Lifting her chin with a small amount of pride, she turned on her heel and stalked back to the bedroom, and no doubt the shower, her accusation ringing in his ears.
She thought he wanted Lauren back? That his need to protect her had something to do
with whatever he might have once felt for his dead wife? And as much as the accusation stung, as much as he hated it, he wondered if she had a point.
Not so much that he wanted his wife back, because that wasn’t the case. Even had a cure for her disease been found, their relationship had ended the day she had flung her knowledge of his Breed status in his face and accused him of not loving her enough to cure her. He’d told her he was a Breed before their wedding, unwilling to go into their marriage with any secrets between them. Just as he’d explained what recessive Breed genetics were. But, he’d realized later, she’d already known.
The tabloid stories had fed her belief that Mating Heat could cure her. The revelation that Chelsea’s uncle Ray had been aiding the Genetics Council resulted in the proof that Ray had actually pushed Lauren into believing the stories. Ray had preyed on Lauren’s fears and her desperation to live, with the information he’d gained on mating and the mating hormone’s ability to reverse diseases most often incurable.
The final year of Lauren’s life had been hell on both her and Cullen. She’d been so desperate to live, and he’d understood that desperation. But a Breed didn’t control mating; he couldn’t call it up or force its retreat. And in her final moments that knowledge had consumed her with rage.
After her death, Cullen had deliberately isolated himself, not because of the overwhelming grief everyone assumed, but because he couldn’t forget that he had loved her when they married, only to pay the ultimate price for giving someone that much of himself.
Even here, in the house he’d bought after Lauren’s death, he’d kept his life as barren as possible.

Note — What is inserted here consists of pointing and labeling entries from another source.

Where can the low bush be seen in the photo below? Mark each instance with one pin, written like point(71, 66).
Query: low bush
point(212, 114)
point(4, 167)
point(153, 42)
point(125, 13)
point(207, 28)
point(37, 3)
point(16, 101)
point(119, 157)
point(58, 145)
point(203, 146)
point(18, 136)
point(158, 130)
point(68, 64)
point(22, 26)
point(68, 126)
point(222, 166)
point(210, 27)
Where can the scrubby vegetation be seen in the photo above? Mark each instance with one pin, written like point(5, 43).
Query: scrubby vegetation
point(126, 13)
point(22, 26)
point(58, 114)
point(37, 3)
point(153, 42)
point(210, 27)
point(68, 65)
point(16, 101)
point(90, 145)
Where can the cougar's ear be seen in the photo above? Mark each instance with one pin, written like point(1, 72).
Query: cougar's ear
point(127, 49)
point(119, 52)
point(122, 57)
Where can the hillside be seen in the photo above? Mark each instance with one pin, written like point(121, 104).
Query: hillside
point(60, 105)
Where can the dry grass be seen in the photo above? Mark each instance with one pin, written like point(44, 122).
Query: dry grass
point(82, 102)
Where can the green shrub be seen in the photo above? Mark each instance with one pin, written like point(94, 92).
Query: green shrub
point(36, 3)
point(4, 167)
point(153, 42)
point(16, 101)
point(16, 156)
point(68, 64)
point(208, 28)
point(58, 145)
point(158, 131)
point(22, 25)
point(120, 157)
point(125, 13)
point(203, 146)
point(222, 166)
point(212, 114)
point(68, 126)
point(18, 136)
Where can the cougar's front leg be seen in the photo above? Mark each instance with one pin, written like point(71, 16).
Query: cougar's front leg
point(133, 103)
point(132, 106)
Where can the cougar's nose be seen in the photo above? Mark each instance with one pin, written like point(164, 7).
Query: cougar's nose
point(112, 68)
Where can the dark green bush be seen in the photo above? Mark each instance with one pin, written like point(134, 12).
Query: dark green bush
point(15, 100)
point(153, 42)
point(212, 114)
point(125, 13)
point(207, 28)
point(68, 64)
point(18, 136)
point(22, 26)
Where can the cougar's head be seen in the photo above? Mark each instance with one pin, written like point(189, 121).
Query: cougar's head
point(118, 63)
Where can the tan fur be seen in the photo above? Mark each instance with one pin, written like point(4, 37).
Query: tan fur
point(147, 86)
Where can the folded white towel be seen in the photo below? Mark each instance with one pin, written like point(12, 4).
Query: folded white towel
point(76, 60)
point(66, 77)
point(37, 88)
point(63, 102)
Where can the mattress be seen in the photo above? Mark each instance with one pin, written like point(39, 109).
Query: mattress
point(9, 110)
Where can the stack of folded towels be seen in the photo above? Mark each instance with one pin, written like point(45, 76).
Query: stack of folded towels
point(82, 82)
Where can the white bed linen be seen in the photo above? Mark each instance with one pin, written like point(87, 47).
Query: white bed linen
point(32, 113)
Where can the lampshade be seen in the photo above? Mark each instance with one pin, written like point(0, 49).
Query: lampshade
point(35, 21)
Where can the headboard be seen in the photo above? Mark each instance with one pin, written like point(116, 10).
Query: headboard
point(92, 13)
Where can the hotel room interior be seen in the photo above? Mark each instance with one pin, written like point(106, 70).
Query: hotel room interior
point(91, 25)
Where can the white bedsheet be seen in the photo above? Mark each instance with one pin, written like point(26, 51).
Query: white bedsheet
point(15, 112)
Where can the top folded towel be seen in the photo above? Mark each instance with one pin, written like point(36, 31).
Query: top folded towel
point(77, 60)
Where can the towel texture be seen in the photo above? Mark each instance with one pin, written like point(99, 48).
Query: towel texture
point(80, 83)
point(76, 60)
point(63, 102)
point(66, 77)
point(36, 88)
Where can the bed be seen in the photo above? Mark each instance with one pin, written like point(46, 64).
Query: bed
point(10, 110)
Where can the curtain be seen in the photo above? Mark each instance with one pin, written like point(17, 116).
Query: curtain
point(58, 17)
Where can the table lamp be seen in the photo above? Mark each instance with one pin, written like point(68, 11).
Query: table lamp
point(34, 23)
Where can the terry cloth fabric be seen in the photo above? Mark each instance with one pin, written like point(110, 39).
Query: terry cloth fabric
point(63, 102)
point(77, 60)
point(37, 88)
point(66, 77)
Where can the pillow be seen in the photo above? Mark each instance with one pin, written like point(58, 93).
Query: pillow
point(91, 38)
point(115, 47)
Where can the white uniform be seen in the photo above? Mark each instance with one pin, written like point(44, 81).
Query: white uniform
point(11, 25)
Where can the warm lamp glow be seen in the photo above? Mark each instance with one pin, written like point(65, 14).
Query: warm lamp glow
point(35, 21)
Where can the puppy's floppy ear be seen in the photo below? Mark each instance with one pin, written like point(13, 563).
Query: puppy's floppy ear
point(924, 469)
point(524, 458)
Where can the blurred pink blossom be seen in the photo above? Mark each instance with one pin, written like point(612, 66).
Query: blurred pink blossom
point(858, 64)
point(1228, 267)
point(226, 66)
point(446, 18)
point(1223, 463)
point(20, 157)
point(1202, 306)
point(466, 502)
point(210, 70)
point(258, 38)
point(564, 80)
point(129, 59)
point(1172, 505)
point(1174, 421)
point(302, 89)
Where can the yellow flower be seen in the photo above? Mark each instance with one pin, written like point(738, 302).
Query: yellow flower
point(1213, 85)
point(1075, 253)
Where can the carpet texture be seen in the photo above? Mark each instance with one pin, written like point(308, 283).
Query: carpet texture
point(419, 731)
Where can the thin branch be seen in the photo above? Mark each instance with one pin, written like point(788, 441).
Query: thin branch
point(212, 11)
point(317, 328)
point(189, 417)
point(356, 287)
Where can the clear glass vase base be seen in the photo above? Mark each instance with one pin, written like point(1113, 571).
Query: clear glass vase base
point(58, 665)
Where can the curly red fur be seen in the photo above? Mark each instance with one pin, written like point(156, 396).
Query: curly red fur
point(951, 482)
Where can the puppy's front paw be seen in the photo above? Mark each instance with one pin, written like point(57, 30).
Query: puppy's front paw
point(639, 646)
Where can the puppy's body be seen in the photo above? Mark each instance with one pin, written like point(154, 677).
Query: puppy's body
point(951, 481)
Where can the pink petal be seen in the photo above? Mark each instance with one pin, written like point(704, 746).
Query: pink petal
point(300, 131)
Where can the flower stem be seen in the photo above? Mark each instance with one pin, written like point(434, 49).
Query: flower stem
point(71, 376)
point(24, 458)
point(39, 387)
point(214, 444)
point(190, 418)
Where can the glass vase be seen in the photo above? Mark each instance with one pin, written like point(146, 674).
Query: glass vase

He’d worked, slept and ate when he needed to. He’d fucked when the urge couldn’t be denied, but he hadn’t formed relationships.

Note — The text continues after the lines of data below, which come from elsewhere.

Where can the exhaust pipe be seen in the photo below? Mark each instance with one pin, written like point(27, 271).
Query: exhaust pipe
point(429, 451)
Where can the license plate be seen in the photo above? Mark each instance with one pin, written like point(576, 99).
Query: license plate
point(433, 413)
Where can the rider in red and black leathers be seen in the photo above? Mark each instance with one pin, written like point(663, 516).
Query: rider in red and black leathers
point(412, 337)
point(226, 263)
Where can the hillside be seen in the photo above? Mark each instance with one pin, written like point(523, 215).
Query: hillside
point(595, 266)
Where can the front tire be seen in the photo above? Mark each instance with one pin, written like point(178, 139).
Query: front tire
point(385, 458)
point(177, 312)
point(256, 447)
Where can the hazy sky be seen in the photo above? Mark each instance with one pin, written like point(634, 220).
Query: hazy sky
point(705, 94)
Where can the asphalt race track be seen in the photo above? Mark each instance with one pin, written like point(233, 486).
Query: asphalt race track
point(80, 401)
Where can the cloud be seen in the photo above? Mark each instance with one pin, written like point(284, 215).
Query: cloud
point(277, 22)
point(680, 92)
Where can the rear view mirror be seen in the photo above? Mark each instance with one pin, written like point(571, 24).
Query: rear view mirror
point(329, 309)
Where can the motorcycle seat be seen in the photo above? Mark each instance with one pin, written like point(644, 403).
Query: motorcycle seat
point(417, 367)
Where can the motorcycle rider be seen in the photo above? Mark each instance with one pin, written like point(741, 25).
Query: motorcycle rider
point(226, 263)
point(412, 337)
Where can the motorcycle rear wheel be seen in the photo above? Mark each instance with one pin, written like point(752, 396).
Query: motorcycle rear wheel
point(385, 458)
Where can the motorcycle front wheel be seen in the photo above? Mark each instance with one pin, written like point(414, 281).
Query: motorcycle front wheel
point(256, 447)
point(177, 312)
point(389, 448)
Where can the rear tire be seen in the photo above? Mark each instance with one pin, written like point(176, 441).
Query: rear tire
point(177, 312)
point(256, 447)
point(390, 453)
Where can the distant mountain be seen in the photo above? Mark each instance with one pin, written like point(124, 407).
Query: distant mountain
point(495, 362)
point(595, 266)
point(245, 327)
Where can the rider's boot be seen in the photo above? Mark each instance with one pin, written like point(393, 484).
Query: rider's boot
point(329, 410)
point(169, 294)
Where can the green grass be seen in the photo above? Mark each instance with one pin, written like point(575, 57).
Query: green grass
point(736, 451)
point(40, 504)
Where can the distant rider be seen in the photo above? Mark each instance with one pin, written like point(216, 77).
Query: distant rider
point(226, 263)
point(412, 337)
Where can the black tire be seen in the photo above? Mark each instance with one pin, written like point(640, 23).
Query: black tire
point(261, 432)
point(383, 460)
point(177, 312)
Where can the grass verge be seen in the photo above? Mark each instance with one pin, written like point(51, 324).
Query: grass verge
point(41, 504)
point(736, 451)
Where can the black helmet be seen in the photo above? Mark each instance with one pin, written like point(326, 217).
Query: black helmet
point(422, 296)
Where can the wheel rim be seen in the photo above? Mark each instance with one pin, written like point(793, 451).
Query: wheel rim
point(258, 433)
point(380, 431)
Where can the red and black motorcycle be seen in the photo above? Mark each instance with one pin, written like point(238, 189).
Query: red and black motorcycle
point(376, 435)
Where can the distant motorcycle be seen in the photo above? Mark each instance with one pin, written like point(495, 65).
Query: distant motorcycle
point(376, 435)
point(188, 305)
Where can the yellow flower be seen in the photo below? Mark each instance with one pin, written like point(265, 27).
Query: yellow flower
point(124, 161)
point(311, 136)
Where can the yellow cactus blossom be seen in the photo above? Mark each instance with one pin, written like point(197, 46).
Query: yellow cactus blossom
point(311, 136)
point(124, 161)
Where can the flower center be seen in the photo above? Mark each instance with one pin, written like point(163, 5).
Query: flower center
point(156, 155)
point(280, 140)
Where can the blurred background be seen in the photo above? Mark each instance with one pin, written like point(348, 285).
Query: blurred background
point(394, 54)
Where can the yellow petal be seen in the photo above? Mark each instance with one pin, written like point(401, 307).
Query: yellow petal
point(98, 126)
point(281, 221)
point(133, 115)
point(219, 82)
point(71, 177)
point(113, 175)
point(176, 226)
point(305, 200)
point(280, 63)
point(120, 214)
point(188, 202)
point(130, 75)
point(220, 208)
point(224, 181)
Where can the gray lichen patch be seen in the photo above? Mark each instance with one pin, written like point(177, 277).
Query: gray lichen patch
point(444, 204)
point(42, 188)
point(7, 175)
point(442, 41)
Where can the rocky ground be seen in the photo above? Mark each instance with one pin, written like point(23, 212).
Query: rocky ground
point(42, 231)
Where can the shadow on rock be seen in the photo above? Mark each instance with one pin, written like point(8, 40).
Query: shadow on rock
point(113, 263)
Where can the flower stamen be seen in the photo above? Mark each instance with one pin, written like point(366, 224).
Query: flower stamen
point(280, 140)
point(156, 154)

The sound of the shower was a faint pulse of life in the house and Chelsea’s presence a vivid splash of color against the dull shadows of the rooms.
She too was a reminder of his failures, though, in some ways. Because she was his mate, and that wild independence she possessed wasn’t going to change. It was such a part of her that she’d never be able to contain it. And because Lauren had known that even though she wasn’t his mate, still, she had known his mate was close.